The Slumbering Politicians
This article is from the archive of The New York Sun before the launch of its new website in 2022. The Sun has neither altered nor updated such articles but will seek to correct any errors, mis-categorizations or other problems introduced during transfer.

This is the week when the presidential campaign is, the press is telling us, going to start focusing on the economy, particularly because the war, it seems, is being won. The dollar is down, gold is up, and the economy is on the edge of recession. But what is one to make of the bond market? Inexplicably, the dollar is being eviscerated to the accompaniment of cheers from the creditor class. One would suppose creditors would be weeping, given that a bond, being an IOU, is evidence of indebtedness, a promise to pay dollars.
But what is a dollar? There is the rub. The dollar, these days, is what the market believes it to be. The currency market may be having its doubts about the American scrip. But the bond market is expressing its confidence in the same green paper; Treasury securities are in a terrific bull market, with the 10-year note yielding a mere 3.78%. Back before President Nixon, the dollar was a defined term, 1/35th of an ounce of gold. And at that rate, America’s foreign creditors had the right to exchange their paper for Fort Knox’s bullion.
The Great Inflation of the 1970s followed the abrogation of that right of convertibility in 1971. Unanchored by gold, the dollar didn’t so much float as sink. It was Paul Volcker who raised it up. The towering Federal Reserve chairman lifted interest rates even higher than the grotesquely high inflation rates of the day. On September 30, 1981, 30-year Treasurys yielded nearly 15%. As late as the spring of 1984, they paid nearly 14%. When they yielded almost 14%, America’s consumer prices were rising at a rate of only little more than 4%. Savers never had it so good.
The bond market was slow to perceive the mortal peril of the Great Inflation — and slow to comprehend that Mr. Volcker had laid it low. When the creditors did, finally, see that the danger had passed, they began to imagine that paper currencies were no less stable than the gold-backed kind. The Federal Reserve suddenly could do no wrong. Now dawned the era of the celebrity central banker. As interest rates and the inflation rate declined, Alan Greenspan’s reputation soared. The Maestro’s gain was gold’s loss; who needed the barbarous relic when geniuses were printing the money?
By late in the 1990s, gold scraped bottom and central bankers made, collectively, their top. “The new breed of central banker is not dazzled by gold and sees little point in having an asset that just takes up storage space,” readers of the Financial Times of London were informed on December 13, 1997. Indeed, the paper noted, these masters of the universe had been selling the useless stuff. The Netherlands, Australia, and Argentina (now, there was a nation to emulate in a monetary way) had been dumping their gold at prices below $300 an ounce.

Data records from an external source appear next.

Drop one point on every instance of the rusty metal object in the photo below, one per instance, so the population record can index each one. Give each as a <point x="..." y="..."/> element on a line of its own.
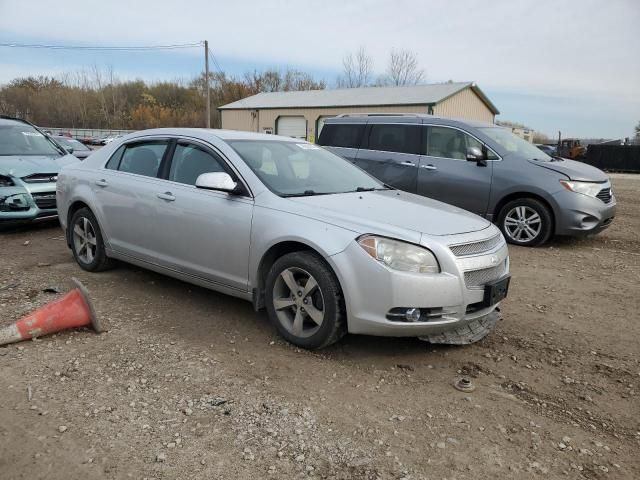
<point x="464" y="384"/>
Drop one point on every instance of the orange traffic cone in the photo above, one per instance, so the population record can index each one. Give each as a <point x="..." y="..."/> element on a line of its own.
<point x="71" y="311"/>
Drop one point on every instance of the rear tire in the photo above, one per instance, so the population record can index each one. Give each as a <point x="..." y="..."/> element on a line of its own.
<point x="304" y="300"/>
<point x="87" y="243"/>
<point x="526" y="222"/>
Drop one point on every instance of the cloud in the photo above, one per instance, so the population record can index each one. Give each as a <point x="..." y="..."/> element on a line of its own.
<point x="578" y="46"/>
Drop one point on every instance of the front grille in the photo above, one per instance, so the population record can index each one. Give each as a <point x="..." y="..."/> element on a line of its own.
<point x="476" y="248"/>
<point x="40" y="178"/>
<point x="45" y="200"/>
<point x="605" y="195"/>
<point x="479" y="278"/>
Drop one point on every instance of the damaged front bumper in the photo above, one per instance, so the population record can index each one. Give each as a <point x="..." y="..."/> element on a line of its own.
<point x="19" y="204"/>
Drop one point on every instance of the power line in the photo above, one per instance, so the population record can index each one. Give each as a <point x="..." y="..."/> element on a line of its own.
<point x="113" y="48"/>
<point x="215" y="62"/>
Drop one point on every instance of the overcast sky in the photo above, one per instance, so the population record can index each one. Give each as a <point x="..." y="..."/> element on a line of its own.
<point x="553" y="65"/>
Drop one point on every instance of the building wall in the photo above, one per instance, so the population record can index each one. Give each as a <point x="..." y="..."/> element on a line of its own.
<point x="266" y="119"/>
<point x="465" y="104"/>
<point x="523" y="133"/>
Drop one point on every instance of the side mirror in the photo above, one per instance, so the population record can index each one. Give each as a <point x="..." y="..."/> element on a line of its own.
<point x="474" y="154"/>
<point x="219" y="181"/>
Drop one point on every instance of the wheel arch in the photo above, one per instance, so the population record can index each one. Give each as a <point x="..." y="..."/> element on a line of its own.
<point x="273" y="253"/>
<point x="73" y="208"/>
<point x="518" y="195"/>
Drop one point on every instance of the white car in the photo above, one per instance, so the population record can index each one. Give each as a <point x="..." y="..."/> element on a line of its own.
<point x="325" y="247"/>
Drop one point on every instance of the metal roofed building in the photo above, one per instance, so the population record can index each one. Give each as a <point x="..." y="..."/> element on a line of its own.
<point x="301" y="114"/>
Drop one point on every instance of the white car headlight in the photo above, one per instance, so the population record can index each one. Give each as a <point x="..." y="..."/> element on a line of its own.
<point x="398" y="255"/>
<point x="586" y="188"/>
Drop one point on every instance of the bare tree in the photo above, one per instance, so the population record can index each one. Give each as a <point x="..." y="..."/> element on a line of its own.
<point x="403" y="69"/>
<point x="357" y="70"/>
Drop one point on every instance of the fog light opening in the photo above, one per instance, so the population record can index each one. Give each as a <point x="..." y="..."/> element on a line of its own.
<point x="412" y="314"/>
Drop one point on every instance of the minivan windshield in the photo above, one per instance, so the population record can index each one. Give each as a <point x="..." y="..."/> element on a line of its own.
<point x="23" y="139"/>
<point x="292" y="169"/>
<point x="514" y="144"/>
<point x="73" y="143"/>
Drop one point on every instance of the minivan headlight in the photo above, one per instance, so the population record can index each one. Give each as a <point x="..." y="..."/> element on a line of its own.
<point x="586" y="188"/>
<point x="398" y="255"/>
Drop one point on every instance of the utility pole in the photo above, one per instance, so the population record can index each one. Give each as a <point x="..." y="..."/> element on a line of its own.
<point x="206" y="76"/>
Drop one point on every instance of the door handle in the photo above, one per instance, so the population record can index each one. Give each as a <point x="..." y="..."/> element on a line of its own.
<point x="168" y="196"/>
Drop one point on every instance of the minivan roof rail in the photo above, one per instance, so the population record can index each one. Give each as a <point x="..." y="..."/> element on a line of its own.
<point x="343" y="115"/>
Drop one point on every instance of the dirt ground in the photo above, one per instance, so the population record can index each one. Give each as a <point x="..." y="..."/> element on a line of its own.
<point x="188" y="383"/>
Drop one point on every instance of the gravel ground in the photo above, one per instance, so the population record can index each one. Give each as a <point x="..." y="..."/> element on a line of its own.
<point x="188" y="383"/>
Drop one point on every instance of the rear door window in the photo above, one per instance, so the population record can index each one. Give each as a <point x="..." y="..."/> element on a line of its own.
<point x="447" y="142"/>
<point x="395" y="138"/>
<point x="341" y="135"/>
<point x="190" y="161"/>
<point x="143" y="158"/>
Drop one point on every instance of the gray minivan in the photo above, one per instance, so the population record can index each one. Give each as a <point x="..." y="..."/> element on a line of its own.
<point x="479" y="167"/>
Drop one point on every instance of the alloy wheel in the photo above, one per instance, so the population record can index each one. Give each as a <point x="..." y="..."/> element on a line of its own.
<point x="298" y="302"/>
<point x="522" y="224"/>
<point x="84" y="240"/>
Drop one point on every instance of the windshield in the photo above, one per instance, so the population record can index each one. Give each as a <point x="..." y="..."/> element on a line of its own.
<point x="70" y="142"/>
<point x="514" y="144"/>
<point x="296" y="169"/>
<point x="22" y="139"/>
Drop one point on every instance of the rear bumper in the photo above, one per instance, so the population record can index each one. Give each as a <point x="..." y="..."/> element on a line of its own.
<point x="580" y="215"/>
<point x="24" y="204"/>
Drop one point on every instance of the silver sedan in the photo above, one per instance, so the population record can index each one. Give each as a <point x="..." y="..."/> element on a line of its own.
<point x="323" y="246"/>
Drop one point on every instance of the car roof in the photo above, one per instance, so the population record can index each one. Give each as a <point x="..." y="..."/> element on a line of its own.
<point x="223" y="135"/>
<point x="418" y="118"/>
<point x="7" y="120"/>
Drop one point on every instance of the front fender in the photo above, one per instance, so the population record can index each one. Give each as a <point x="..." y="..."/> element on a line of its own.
<point x="271" y="227"/>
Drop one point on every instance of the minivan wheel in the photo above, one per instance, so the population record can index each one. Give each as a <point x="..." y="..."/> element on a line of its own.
<point x="87" y="243"/>
<point x="304" y="300"/>
<point x="526" y="222"/>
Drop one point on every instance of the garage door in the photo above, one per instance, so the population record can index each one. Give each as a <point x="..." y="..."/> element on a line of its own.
<point x="292" y="127"/>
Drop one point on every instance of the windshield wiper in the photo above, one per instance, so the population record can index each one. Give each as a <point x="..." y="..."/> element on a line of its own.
<point x="306" y="193"/>
<point x="374" y="189"/>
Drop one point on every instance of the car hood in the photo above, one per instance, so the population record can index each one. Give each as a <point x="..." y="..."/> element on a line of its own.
<point x="390" y="211"/>
<point x="575" y="170"/>
<point x="23" y="165"/>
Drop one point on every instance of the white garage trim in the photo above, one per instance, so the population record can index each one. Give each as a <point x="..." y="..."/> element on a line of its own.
<point x="291" y="126"/>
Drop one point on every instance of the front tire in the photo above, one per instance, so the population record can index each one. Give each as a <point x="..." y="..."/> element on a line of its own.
<point x="304" y="300"/>
<point x="526" y="222"/>
<point x="87" y="243"/>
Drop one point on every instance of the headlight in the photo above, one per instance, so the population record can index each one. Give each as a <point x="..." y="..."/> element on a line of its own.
<point x="400" y="255"/>
<point x="6" y="181"/>
<point x="586" y="188"/>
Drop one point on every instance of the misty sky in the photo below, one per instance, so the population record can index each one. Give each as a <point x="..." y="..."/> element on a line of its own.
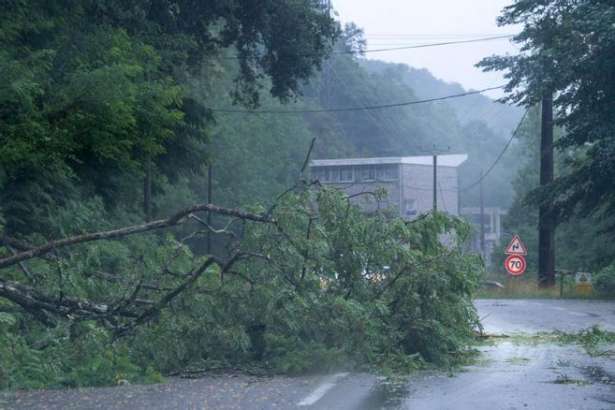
<point x="388" y="23"/>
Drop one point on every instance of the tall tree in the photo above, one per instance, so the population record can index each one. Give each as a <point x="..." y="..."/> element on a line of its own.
<point x="567" y="49"/>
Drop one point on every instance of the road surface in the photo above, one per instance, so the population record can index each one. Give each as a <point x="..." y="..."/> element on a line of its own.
<point x="510" y="374"/>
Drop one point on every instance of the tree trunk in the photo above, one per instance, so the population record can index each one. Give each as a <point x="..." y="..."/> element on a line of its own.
<point x="546" y="220"/>
<point x="147" y="191"/>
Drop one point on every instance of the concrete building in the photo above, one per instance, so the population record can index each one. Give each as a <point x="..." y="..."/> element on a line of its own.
<point x="493" y="230"/>
<point x="408" y="182"/>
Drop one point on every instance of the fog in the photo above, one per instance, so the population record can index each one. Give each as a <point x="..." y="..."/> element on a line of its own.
<point x="402" y="22"/>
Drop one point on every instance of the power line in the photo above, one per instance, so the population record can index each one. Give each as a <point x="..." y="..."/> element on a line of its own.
<point x="444" y="43"/>
<point x="512" y="137"/>
<point x="363" y="108"/>
<point x="409" y="47"/>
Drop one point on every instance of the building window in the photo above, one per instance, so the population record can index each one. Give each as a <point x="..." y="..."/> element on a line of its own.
<point x="334" y="174"/>
<point x="346" y="174"/>
<point x="387" y="173"/>
<point x="368" y="173"/>
<point x="410" y="208"/>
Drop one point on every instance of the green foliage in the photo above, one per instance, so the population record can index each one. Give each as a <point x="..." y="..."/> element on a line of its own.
<point x="604" y="281"/>
<point x="333" y="288"/>
<point x="568" y="50"/>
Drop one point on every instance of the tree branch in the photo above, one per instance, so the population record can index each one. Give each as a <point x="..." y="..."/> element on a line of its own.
<point x="176" y="219"/>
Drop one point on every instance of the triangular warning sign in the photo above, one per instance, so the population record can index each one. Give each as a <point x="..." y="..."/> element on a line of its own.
<point x="516" y="247"/>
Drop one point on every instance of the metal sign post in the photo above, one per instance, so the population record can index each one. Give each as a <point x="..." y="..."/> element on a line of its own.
<point x="515" y="263"/>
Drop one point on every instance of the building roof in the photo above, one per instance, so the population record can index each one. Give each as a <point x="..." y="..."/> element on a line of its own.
<point x="443" y="161"/>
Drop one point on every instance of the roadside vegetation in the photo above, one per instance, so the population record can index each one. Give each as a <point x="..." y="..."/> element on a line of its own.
<point x="113" y="116"/>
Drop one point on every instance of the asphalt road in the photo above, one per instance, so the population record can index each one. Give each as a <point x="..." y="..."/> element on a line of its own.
<point x="511" y="373"/>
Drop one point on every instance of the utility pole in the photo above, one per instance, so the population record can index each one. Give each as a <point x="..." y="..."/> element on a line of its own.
<point x="209" y="201"/>
<point x="435" y="182"/>
<point x="147" y="190"/>
<point x="482" y="217"/>
<point x="546" y="218"/>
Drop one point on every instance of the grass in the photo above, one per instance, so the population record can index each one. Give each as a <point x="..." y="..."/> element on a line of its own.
<point x="595" y="341"/>
<point x="527" y="288"/>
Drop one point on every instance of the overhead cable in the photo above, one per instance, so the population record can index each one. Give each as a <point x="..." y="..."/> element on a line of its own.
<point x="361" y="108"/>
<point x="512" y="137"/>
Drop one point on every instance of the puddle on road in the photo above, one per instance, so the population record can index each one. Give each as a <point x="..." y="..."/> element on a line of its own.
<point x="386" y="395"/>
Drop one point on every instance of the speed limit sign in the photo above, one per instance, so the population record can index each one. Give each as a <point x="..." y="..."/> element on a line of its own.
<point x="515" y="265"/>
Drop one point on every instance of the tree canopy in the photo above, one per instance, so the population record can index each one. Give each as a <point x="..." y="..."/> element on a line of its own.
<point x="568" y="48"/>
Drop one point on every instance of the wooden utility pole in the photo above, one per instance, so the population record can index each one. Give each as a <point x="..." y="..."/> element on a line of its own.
<point x="209" y="201"/>
<point x="435" y="182"/>
<point x="482" y="218"/>
<point x="147" y="191"/>
<point x="546" y="218"/>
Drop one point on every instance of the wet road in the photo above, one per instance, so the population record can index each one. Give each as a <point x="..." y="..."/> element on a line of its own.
<point x="511" y="373"/>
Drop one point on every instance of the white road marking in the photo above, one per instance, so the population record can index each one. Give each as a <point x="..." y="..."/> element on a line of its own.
<point x="324" y="387"/>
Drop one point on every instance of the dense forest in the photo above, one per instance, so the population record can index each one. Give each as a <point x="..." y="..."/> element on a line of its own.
<point x="152" y="224"/>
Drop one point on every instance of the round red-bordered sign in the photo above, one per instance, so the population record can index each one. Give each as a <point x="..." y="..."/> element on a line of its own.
<point x="515" y="265"/>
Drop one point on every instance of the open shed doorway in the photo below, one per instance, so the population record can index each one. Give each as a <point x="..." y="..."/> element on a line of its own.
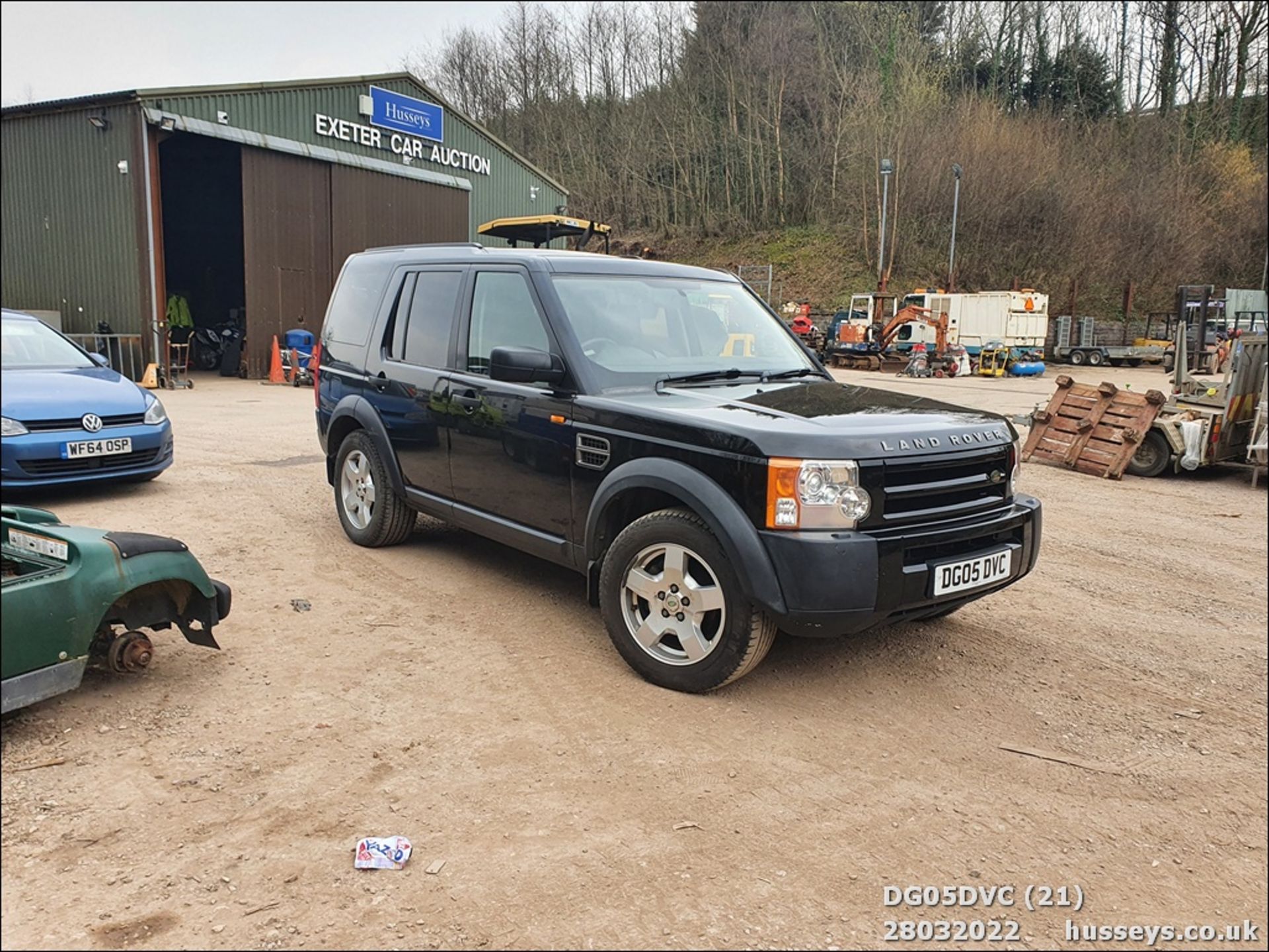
<point x="201" y="189"/>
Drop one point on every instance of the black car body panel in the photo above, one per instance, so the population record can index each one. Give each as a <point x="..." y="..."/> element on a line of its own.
<point x="556" y="470"/>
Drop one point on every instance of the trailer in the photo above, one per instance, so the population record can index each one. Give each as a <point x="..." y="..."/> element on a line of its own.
<point x="1085" y="348"/>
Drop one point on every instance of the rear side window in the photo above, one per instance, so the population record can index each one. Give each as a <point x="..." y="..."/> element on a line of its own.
<point x="432" y="317"/>
<point x="356" y="301"/>
<point x="503" y="316"/>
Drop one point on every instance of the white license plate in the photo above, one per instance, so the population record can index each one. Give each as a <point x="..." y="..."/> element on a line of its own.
<point x="972" y="573"/>
<point x="96" y="448"/>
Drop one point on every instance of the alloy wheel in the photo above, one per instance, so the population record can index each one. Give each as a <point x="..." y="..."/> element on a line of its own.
<point x="673" y="605"/>
<point x="357" y="490"/>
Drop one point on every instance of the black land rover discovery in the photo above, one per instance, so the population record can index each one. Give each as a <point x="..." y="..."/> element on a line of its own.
<point x="660" y="430"/>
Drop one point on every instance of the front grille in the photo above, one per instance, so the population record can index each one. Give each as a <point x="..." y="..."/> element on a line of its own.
<point x="91" y="464"/>
<point x="929" y="488"/>
<point x="40" y="426"/>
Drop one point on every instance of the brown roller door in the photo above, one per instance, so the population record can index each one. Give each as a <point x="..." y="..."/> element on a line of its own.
<point x="286" y="244"/>
<point x="372" y="208"/>
<point x="301" y="218"/>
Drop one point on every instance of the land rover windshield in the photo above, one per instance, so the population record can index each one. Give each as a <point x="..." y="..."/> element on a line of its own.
<point x="638" y="330"/>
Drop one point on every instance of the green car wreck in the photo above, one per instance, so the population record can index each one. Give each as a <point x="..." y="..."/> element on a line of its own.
<point x="73" y="595"/>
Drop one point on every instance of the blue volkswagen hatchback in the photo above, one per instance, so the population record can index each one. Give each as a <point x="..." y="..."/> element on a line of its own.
<point x="67" y="419"/>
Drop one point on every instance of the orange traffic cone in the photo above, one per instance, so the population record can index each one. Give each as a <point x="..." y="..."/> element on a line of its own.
<point x="276" y="374"/>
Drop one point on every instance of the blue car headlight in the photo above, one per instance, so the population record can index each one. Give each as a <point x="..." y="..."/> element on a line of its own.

“Whereas gold used to be seen as a good asset,” Eddie George, governor of the Bank of England, had recently told a European parliamentary committee, “it is now seen as the bottom of the pile.” Now Mr. George’s successor, Mervyn King, is being castigated for the collapse of Northern Rock, the U.K. mortgage lender; and Ben S. Bernanke, the Maestro’s successor, is flailing about trying to explain why the Fed was so slow to comprehend the dimensions of the worldwide credit crisis, although the price of gold, which was at $283 when the Financial Times read the metal its last rites, is today on the cusp of $900 an ounce.
* * *
Reagan would already have gone on television to talk about what all this meant. He’d majored, after all, in economics. We keep waiting for a presidential candidate besides Ron Paul to notice that commodity prices are soaring, the gold price is in orbit, and the dollar exchange rate is making new lows. But the candidates are beguiled by the willingness of lenders to advance dollars to the American Treasury at interest rates not much different than the year-over-year rise in the cost of living. It’s a free country, and a free market. On the other hand, we recall as if it were yesterday the considered misjudgment of the 1984 bond market when inflation-adjusted yields of nearly 10% were judged to be only slightly palatable. That inflation-adjusted yields of nearly zero percent should, today, be deemed a fair rate of pay for loans to the Treasury in the teeth of a dollar crisis strikes us a neglected topic of debate, political no less than financial. At the end of World War II, world leaders gathered at Bretton Woods and wrote themselves into history. We’re looking for the politician who promises to summon a new monetary conference to plot a course to soundness before our slumbering creditors awaken.